Motivation 2.0: presumed that humans also responded to rewards and punishments in the environment.
Motivation 3.0: presumed that humans also have a third drive- to learn, to create, and to better the world.

I love the way Pink gets me to think, but I really struggle with believing that our society has adopted a Motivation 3.0 mentality as he describes it. Before we all go running around proclaiming that Pink’s framework is going to liberate education and kids’ minds I think we need to consider a couple of points.

Why have we moved on to Motivation 3.0? In Pink’s other work A Whole New Mind, he spends a chapter discussing three important concepts: abundance, Asia, and automation. The one that should concern us the most is “abundance”. In my mind, the reason that we have entered Motivation 3.0 (which I don’t know if we have) is because we have lived through the “Age of Abundance”. We lived through a period where people valued materialistic goods and, guess what, people still do. People still dream of owning a home, a new car, new this, and new that. It’s the very basis of capitalism.

The problem here is simple: if you haven’t lived through a period of obtaining more goods than are necessary, how can one see the value of bettering the world by learning and creating without an immediate return of investment? It doesn’t matter if you engage in Motivation 2.0 or not. I think you have to live with it to realize that all of those materialistic goods you strive for never make your life any better and normally leave you with a big, gaping hole that simply craves more “stuff”. I really struggle to acknowledge that anyone can skip Motivation 2.0 when we live in a world that is comprised of “haves” and “have-nots”.

But wait! No one would ever turn away an item that is next to free, right? And what is rapidly becoming the cheapest, yet most valuable, commodity in the world? Knowledge. The ability to learn and to develop mastery and autonomy is being revolutionized by technological innovation and ever-expanding connectivity. People now have all of the world’s knowledge at their fingertips for next to nothing.

Unfortunately, this may even be part of a growing problem. The cost of knowledge is becoming so depreciated through technology (despite its high value), which may, or may not, be turning kids off to school completely and making them realize a bonafide fact: they really may not need school anymore. If you don’t need school anymore or don’t see the value, then where is the motivation to go and be actively engaged?

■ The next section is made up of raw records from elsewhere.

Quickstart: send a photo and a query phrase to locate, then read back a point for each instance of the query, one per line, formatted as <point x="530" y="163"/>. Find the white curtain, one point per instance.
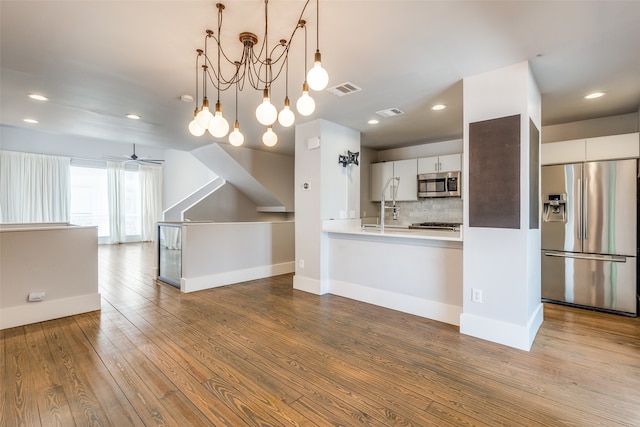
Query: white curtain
<point x="116" y="194"/>
<point x="34" y="188"/>
<point x="151" y="192"/>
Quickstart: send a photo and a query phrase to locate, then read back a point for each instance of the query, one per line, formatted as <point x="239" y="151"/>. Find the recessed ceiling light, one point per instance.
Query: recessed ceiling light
<point x="594" y="95"/>
<point x="37" y="97"/>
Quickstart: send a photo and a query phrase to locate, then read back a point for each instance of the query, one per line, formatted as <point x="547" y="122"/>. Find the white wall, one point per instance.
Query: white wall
<point x="182" y="175"/>
<point x="604" y="126"/>
<point x="423" y="150"/>
<point x="227" y="204"/>
<point x="274" y="171"/>
<point x="60" y="261"/>
<point x="219" y="254"/>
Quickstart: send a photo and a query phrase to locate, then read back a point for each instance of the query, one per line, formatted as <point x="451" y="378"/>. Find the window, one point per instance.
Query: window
<point x="90" y="201"/>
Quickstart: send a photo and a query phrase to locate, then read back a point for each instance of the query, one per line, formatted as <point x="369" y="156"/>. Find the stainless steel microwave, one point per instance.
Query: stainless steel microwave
<point x="443" y="184"/>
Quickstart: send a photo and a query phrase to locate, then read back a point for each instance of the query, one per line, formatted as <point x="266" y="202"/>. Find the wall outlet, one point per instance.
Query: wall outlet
<point x="37" y="296"/>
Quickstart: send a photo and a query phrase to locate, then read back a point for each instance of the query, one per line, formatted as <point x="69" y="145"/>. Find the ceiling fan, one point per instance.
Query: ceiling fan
<point x="134" y="158"/>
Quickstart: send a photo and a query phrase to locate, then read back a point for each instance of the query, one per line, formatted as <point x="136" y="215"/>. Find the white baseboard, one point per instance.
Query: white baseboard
<point x="509" y="334"/>
<point x="34" y="312"/>
<point x="192" y="284"/>
<point x="406" y="303"/>
<point x="307" y="284"/>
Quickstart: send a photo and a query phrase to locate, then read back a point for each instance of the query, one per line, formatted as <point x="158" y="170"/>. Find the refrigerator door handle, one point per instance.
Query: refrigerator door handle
<point x="589" y="257"/>
<point x="586" y="209"/>
<point x="579" y="216"/>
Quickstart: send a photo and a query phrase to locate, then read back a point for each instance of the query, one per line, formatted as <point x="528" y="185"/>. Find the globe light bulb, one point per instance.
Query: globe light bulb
<point x="317" y="77"/>
<point x="195" y="128"/>
<point x="269" y="138"/>
<point x="204" y="116"/>
<point x="266" y="113"/>
<point x="305" y="105"/>
<point x="236" y="138"/>
<point x="286" y="116"/>
<point x="218" y="126"/>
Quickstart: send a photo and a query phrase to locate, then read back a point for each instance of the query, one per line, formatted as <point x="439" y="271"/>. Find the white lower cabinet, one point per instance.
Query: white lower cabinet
<point x="406" y="170"/>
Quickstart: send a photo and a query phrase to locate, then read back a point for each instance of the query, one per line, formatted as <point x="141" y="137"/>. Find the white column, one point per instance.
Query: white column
<point x="503" y="264"/>
<point x="324" y="191"/>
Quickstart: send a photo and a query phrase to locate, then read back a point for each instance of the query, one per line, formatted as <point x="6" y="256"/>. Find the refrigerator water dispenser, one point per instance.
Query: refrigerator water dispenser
<point x="555" y="208"/>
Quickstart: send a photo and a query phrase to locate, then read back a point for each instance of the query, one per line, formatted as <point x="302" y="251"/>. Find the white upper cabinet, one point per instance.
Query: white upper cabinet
<point x="447" y="163"/>
<point x="623" y="146"/>
<point x="406" y="170"/>
<point x="613" y="147"/>
<point x="563" y="152"/>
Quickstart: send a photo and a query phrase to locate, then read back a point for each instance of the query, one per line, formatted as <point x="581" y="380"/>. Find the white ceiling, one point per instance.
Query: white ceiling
<point x="98" y="60"/>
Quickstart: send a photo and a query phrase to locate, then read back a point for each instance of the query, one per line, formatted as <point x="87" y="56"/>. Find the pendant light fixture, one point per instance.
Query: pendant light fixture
<point x="269" y="138"/>
<point x="260" y="66"/>
<point x="286" y="116"/>
<point x="317" y="77"/>
<point x="236" y="138"/>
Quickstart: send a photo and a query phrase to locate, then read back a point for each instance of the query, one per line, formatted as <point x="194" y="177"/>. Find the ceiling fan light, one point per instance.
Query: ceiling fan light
<point x="195" y="129"/>
<point x="286" y="116"/>
<point x="269" y="138"/>
<point x="266" y="113"/>
<point x="236" y="138"/>
<point x="317" y="77"/>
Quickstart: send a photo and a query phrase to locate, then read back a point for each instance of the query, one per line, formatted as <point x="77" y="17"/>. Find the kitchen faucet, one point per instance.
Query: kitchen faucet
<point x="393" y="198"/>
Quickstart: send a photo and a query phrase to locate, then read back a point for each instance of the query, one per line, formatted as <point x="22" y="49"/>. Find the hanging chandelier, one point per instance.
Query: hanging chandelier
<point x="259" y="65"/>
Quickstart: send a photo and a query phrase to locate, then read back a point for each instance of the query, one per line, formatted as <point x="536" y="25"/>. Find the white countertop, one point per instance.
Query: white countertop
<point x="391" y="231"/>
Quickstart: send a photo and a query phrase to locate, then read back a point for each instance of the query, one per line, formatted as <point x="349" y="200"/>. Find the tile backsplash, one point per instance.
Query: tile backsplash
<point x="445" y="209"/>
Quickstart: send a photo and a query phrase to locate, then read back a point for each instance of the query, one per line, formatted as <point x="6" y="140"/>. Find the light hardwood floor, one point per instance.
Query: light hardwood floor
<point x="261" y="353"/>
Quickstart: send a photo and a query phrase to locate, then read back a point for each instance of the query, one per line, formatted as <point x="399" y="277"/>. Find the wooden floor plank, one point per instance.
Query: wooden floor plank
<point x="53" y="403"/>
<point x="20" y="402"/>
<point x="262" y="353"/>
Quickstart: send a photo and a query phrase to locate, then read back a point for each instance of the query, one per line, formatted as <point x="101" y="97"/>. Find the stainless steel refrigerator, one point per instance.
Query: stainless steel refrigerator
<point x="589" y="235"/>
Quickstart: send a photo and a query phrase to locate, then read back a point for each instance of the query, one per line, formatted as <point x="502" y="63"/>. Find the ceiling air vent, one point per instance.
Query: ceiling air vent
<point x="390" y="112"/>
<point x="344" y="89"/>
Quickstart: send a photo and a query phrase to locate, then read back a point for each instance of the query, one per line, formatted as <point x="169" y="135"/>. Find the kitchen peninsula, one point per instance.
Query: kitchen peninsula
<point x="414" y="271"/>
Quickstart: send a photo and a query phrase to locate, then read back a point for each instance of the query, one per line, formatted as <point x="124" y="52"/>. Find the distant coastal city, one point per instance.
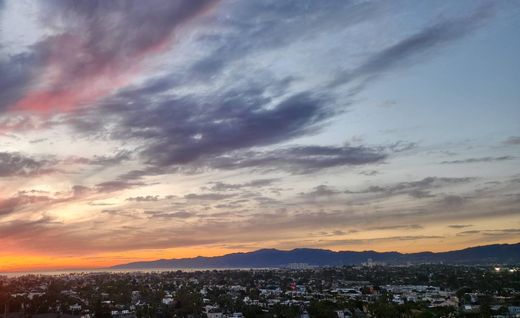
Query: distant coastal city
<point x="299" y="291"/>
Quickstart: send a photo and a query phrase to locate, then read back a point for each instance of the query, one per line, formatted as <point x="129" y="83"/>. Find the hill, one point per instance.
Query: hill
<point x="272" y="258"/>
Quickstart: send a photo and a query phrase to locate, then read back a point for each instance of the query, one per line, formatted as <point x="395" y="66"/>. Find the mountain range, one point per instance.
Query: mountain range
<point x="273" y="258"/>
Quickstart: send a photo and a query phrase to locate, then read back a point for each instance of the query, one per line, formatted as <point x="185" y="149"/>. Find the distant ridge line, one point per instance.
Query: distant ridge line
<point x="273" y="258"/>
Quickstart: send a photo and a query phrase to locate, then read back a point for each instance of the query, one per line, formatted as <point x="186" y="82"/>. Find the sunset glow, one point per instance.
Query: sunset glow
<point x="145" y="130"/>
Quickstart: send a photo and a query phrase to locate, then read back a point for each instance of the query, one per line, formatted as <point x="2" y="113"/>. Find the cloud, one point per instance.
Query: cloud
<point x="207" y="196"/>
<point x="116" y="185"/>
<point x="162" y="214"/>
<point x="299" y="159"/>
<point x="476" y="160"/>
<point x="222" y="186"/>
<point x="321" y="191"/>
<point x="459" y="226"/>
<point x="10" y="205"/>
<point x="17" y="73"/>
<point x="19" y="165"/>
<point x="512" y="141"/>
<point x="416" y="189"/>
<point x="148" y="198"/>
<point x="414" y="48"/>
<point x="83" y="67"/>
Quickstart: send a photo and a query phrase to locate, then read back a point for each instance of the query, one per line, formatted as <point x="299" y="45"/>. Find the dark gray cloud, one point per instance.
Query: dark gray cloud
<point x="476" y="160"/>
<point x="267" y="23"/>
<point x="397" y="227"/>
<point x="110" y="160"/>
<point x="321" y="191"/>
<point x="416" y="189"/>
<point x="512" y="141"/>
<point x="414" y="48"/>
<point x="299" y="159"/>
<point x="18" y="165"/>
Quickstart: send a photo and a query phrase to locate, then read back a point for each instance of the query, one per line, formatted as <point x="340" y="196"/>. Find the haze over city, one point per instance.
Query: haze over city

Here is my point: we need to reform education in such a way that students realize the value of knowledge and learning; not of school. Does it really matter if students go to school or not so long as they are gaining an education and developing an appreciation for knowledge and learning? I don’t think so. What matters is that kids are learning and realizing that education is important to their future and success of their livelihood.

More often than not, we spend a ridiculous amount of time discussing how to reform schools when we should really be focusing on reforming learning. This means a conscious effort on everyone (teachers, parents, administrators, businessmen, etc.) to provide students with concrete evidence and proof that learning will take them to wherever they want to go. Who cares about the length of the school day or the curriculum for a class if kids can’t find any relevance in learning the information? Forget reforming schools. Let’s work on reforming learning and making sure that every kid understands the value of it.

THAT’S what will motivate them to learn and be active in their education and in school.

Aaron Eyler (@aaron_eyler) is the writer of the blog Synthesizing Education and can be reached via e-mail at Eyler.aaron@gmail.com.

6 comments:

  1. Why do those three stages remind me of Maslow's Hierarchy of needs? Somewhere along the line we moved away from his ideas or incorporated them into our own. Perhaps the concept of stages was discarded in favour of some more holistic or balanced model of motivation. Webs of interdependence are more popular than pyramids I suppose.

    Schools are where we traditionally get knowledge and learning. There were always libraries and a world of people to learn from. People came to schools because they were places people congregated with a common purpose. They are communities of purpose where learning came more easily. I don't think that is any less true today. Schools and the teachers who inhabit them, inviting learners in, will always need to adapt to the new circumstance. I don't think they will fade away.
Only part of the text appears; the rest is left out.